• Offshore to offshore supply of goods – BAS reporting

    Goods that you deliver from a place outside Australia to another place outside Australia do not attract GST and do not need to be reported at G2 and/or G3 in your activity statement.

    Example: International supply of goods

    Australian Company A sells goods to Australian Company B. The goods are shipped directly from Company A’s factory in China to Company B’s branch in Japan. This supply of goods does not attract GST so should not be included for GST purposes in the companies' activity statements.

    End of example

    We collect and share information and data with a number of external sources including the Department of Immigration and Border Protection (DIBP). Reporting offshore to offshore transactions for GST purposes in your activity statement creates a discrepancy with data provided by DIBP and may lead to an investigation for compliance action.

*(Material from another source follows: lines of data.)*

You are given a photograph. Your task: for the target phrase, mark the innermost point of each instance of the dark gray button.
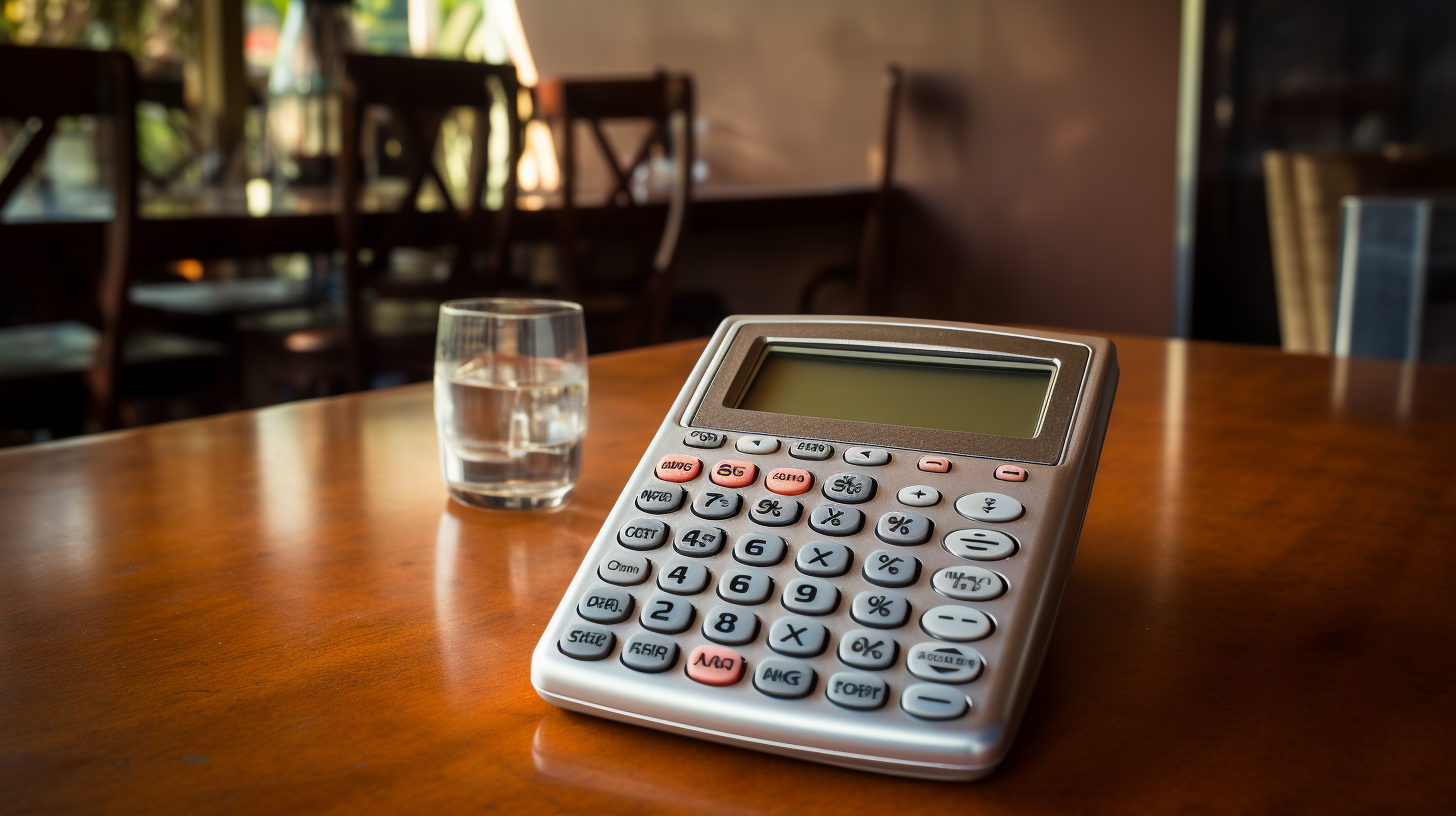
(784, 678)
(810, 596)
(586, 643)
(642, 534)
(880, 609)
(648, 653)
(851, 488)
(853, 689)
(891, 569)
(666, 614)
(800, 637)
(823, 558)
(759, 550)
(830, 519)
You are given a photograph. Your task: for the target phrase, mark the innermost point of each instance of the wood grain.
(280, 611)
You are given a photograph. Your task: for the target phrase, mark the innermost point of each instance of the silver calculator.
(846, 544)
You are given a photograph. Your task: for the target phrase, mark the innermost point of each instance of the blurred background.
(220, 204)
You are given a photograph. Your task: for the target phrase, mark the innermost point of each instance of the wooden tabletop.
(280, 611)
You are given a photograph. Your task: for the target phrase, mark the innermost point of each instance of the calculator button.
(717, 504)
(814, 450)
(660, 499)
(642, 534)
(903, 528)
(931, 701)
(586, 643)
(746, 586)
(701, 542)
(810, 596)
(891, 569)
(827, 519)
(852, 689)
(944, 663)
(968, 583)
(623, 569)
(715, 666)
(980, 545)
(775, 512)
(798, 637)
(648, 653)
(666, 614)
(824, 558)
(731, 625)
(851, 488)
(867, 456)
(868, 649)
(606, 605)
(880, 609)
(784, 678)
(683, 579)
(759, 550)
(989, 507)
(955, 622)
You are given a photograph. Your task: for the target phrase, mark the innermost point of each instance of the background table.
(281, 611)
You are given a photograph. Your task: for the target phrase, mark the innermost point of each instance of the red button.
(788, 481)
(715, 665)
(734, 472)
(679, 468)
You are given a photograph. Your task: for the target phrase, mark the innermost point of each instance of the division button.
(715, 666)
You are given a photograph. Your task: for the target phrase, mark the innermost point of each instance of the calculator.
(845, 544)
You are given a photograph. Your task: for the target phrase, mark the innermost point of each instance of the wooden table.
(280, 611)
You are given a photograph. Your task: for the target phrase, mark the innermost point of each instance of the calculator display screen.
(891, 388)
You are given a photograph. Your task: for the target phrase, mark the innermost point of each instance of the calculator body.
(926, 659)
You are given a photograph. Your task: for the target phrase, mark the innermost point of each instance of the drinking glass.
(510, 399)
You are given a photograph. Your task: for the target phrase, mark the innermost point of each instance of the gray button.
(730, 625)
(699, 541)
(625, 569)
(660, 499)
(705, 439)
(891, 569)
(798, 637)
(666, 614)
(756, 445)
(919, 496)
(944, 663)
(934, 701)
(775, 512)
(968, 583)
(880, 609)
(604, 605)
(759, 550)
(648, 653)
(642, 534)
(810, 596)
(989, 507)
(904, 528)
(852, 689)
(586, 643)
(814, 450)
(829, 519)
(955, 622)
(784, 678)
(824, 558)
(868, 649)
(868, 456)
(683, 579)
(851, 488)
(717, 504)
(980, 545)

    You still include these sales as income in label T1 ‘PAYG Instalment Income’ in your activity statement but they should be coded to 'No Tax' in your GST accounts and not reported at labels G2 and/or G3 in your activity statement. We are aware of the different reporting obligations and will not question this discrepancy between your income tax return and your activity statement.

    If you have mistakenly reported sales at labels G2 and/or G3 on your activity statement and have reported the wrong amount of GST, you will need to correct the error. If you have incorrectly reported supplies at labels G2 and/or G3, but there is no effect on GST payable, you do not need to do anything further. However, you should exclude these supplies and correctly report all sales at labels G2 and G3 on your future activity statements.